This paper begins with the background and foundational works in Section 2. Section 3 provides a detailed method of the proposed LAMBDA. To evaluate its effectiveness, we present our experiments and results in Section 4. Additionally, Section 5 illustrates the case study of LAMBDA in various scenarios, including data analysis, integrating human intelligence, and interactive education. The paper concludes with a summary in Section 6. Supplementary materials, including an initial idea, prompts, case studies, and experimental settings, are provided in the Appendix.

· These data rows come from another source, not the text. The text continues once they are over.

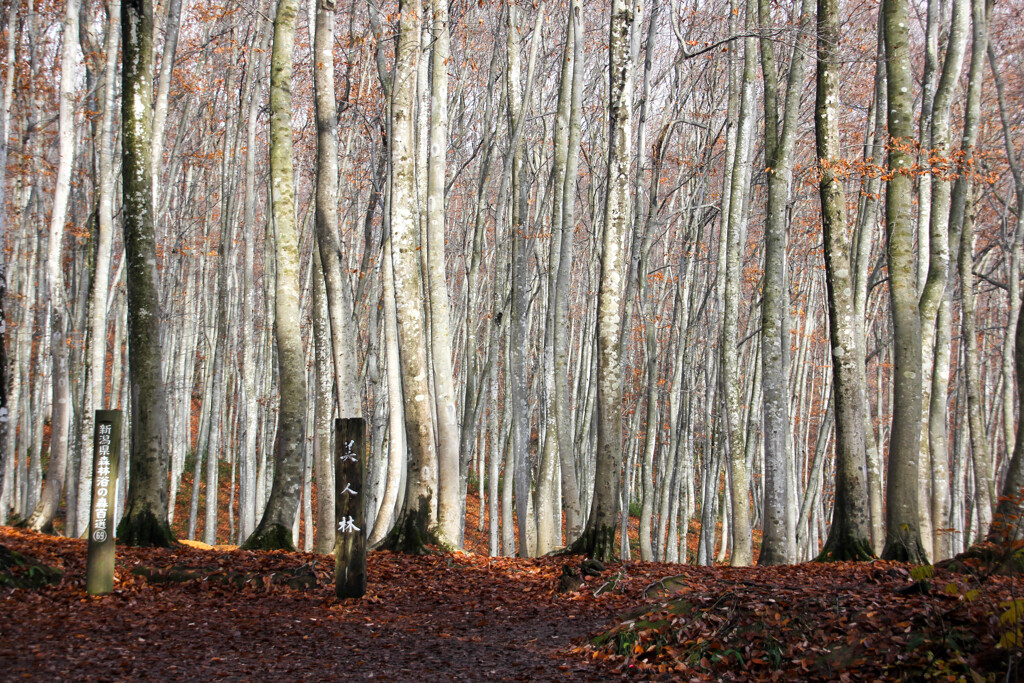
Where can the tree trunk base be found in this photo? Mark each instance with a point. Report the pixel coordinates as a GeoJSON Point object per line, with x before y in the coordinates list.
{"type": "Point", "coordinates": [273, 537]}
{"type": "Point", "coordinates": [597, 543]}
{"type": "Point", "coordinates": [411, 537]}
{"type": "Point", "coordinates": [142, 529]}
{"type": "Point", "coordinates": [846, 548]}
{"type": "Point", "coordinates": [902, 548]}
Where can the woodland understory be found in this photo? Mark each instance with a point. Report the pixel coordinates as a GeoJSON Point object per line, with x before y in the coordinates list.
{"type": "Point", "coordinates": [744, 267]}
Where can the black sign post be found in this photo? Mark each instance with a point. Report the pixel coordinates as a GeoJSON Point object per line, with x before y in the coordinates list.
{"type": "Point", "coordinates": [105, 457]}
{"type": "Point", "coordinates": [349, 511]}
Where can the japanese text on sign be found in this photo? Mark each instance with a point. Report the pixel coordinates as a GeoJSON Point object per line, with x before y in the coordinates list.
{"type": "Point", "coordinates": [102, 484]}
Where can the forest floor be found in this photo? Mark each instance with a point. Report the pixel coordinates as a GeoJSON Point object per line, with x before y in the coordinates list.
{"type": "Point", "coordinates": [192, 613]}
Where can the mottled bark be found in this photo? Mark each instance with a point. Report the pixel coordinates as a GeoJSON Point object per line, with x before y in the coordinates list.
{"type": "Point", "coordinates": [274, 528]}
{"type": "Point", "coordinates": [902, 519]}
{"type": "Point", "coordinates": [144, 521]}
{"type": "Point", "coordinates": [598, 539]}
{"type": "Point", "coordinates": [850, 536]}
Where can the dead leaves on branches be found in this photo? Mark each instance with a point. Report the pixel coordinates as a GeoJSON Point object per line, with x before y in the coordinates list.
{"type": "Point", "coordinates": [209, 613]}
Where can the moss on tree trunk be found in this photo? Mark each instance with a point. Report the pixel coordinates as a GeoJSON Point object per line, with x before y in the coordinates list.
{"type": "Point", "coordinates": [144, 529]}
{"type": "Point", "coordinates": [269, 537]}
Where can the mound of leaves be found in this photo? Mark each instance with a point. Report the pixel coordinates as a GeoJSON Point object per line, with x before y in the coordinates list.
{"type": "Point", "coordinates": [873, 621]}
{"type": "Point", "coordinates": [18, 570]}
{"type": "Point", "coordinates": [189, 612]}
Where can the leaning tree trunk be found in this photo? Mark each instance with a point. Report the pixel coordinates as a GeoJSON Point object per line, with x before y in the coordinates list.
{"type": "Point", "coordinates": [42, 516]}
{"type": "Point", "coordinates": [418, 518]}
{"type": "Point", "coordinates": [144, 521]}
{"type": "Point", "coordinates": [274, 528]}
{"type": "Point", "coordinates": [777, 545]}
{"type": "Point", "coordinates": [850, 536]}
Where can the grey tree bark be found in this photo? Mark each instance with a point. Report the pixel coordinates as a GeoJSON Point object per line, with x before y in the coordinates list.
{"type": "Point", "coordinates": [850, 535]}
{"type": "Point", "coordinates": [598, 539]}
{"type": "Point", "coordinates": [902, 520]}
{"type": "Point", "coordinates": [274, 528]}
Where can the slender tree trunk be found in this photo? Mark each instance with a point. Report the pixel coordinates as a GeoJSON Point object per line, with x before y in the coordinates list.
{"type": "Point", "coordinates": [144, 521]}
{"type": "Point", "coordinates": [417, 521]}
{"type": "Point", "coordinates": [850, 536]}
{"type": "Point", "coordinates": [902, 519]}
{"type": "Point", "coordinates": [274, 528]}
{"type": "Point", "coordinates": [450, 512]}
{"type": "Point", "coordinates": [343, 330]}
{"type": "Point", "coordinates": [598, 539]}
{"type": "Point", "coordinates": [739, 479]}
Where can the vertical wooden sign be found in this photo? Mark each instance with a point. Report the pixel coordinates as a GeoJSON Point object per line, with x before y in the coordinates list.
{"type": "Point", "coordinates": [105, 457]}
{"type": "Point", "coordinates": [349, 511]}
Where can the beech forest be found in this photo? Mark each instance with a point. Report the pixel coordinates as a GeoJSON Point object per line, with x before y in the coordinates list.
{"type": "Point", "coordinates": [659, 284]}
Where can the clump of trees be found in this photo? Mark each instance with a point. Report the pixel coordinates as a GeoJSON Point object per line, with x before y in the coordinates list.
{"type": "Point", "coordinates": [718, 267]}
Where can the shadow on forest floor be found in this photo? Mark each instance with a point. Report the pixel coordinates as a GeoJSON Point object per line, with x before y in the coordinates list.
{"type": "Point", "coordinates": [193, 613]}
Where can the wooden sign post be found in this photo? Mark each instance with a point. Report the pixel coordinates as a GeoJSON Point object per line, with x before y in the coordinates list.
{"type": "Point", "coordinates": [105, 458]}
{"type": "Point", "coordinates": [349, 510]}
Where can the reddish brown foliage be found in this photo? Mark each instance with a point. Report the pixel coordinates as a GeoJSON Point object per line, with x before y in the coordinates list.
{"type": "Point", "coordinates": [467, 616]}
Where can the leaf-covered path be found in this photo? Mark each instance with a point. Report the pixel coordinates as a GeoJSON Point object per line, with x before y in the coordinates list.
{"type": "Point", "coordinates": [434, 617]}
{"type": "Point", "coordinates": [470, 617]}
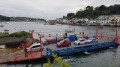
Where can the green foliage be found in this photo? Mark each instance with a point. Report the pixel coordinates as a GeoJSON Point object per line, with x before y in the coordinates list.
{"type": "Point", "coordinates": [91, 13]}
{"type": "Point", "coordinates": [58, 62]}
{"type": "Point", "coordinates": [15, 34]}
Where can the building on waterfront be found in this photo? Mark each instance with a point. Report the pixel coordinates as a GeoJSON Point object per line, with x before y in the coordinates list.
{"type": "Point", "coordinates": [109, 20]}
{"type": "Point", "coordinates": [104, 20]}
{"type": "Point", "coordinates": [82, 21]}
{"type": "Point", "coordinates": [115, 20]}
{"type": "Point", "coordinates": [92, 22]}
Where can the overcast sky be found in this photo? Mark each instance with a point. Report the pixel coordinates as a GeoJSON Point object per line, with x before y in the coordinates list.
{"type": "Point", "coordinates": [48, 9]}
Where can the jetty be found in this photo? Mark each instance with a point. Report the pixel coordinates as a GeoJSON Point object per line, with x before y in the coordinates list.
{"type": "Point", "coordinates": [47, 50]}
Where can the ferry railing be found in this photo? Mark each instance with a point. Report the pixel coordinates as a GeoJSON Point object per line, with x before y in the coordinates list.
{"type": "Point", "coordinates": [79, 48]}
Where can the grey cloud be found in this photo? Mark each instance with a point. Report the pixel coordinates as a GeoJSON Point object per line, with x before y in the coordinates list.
{"type": "Point", "coordinates": [49, 9]}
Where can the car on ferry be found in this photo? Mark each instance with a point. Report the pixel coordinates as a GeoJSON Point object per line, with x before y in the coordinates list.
{"type": "Point", "coordinates": [92, 40]}
{"type": "Point", "coordinates": [80, 41]}
{"type": "Point", "coordinates": [63, 43]}
{"type": "Point", "coordinates": [34, 47]}
{"type": "Point", "coordinates": [85, 41]}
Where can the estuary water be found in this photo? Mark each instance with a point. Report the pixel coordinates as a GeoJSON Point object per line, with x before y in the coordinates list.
{"type": "Point", "coordinates": [108, 57]}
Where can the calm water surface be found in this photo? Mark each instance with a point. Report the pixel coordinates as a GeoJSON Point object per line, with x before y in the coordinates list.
{"type": "Point", "coordinates": [109, 57]}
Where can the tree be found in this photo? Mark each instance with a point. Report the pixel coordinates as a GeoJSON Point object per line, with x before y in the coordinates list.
{"type": "Point", "coordinates": [70, 15]}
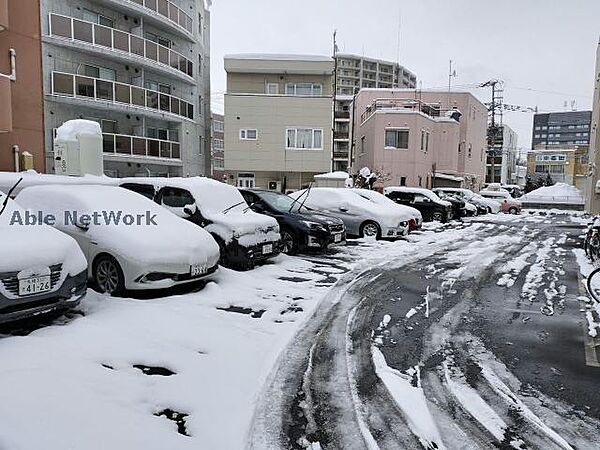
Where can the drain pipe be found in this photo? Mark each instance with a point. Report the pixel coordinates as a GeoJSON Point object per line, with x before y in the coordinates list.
{"type": "Point", "coordinates": [16, 153]}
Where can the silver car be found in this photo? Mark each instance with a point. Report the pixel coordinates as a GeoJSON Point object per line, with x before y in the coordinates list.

2 Backgrounds and Foundations↩︎

In recent years, the rapid progress in Large Language Models (LLMs) has brought boundless possibilities to the field of artificial intelligence. Notable examples of LLMs include GPT-3 [10], GPT-4 [7], PaLM [11], LLaMA [12] and Qwen [13]. LLMs demonstrate an outstanding ability to understand, generate, and apply natural language. Benefiting from this revolution, LLM-powered agents (LLM agents) are developed to automatically solve problems in various domains like the search engine, software engineering, gaming, recommender systems, and scientific experiments [14]–[16]. LLM agents are usually guided by a chain of thought (CoT) such as ReAct [17], and hold capabilities of tool use such as APIs, code interpreters, and retrievers. These works motivated us in the design of the LAMBDA in two ways: function calling and code interpreter.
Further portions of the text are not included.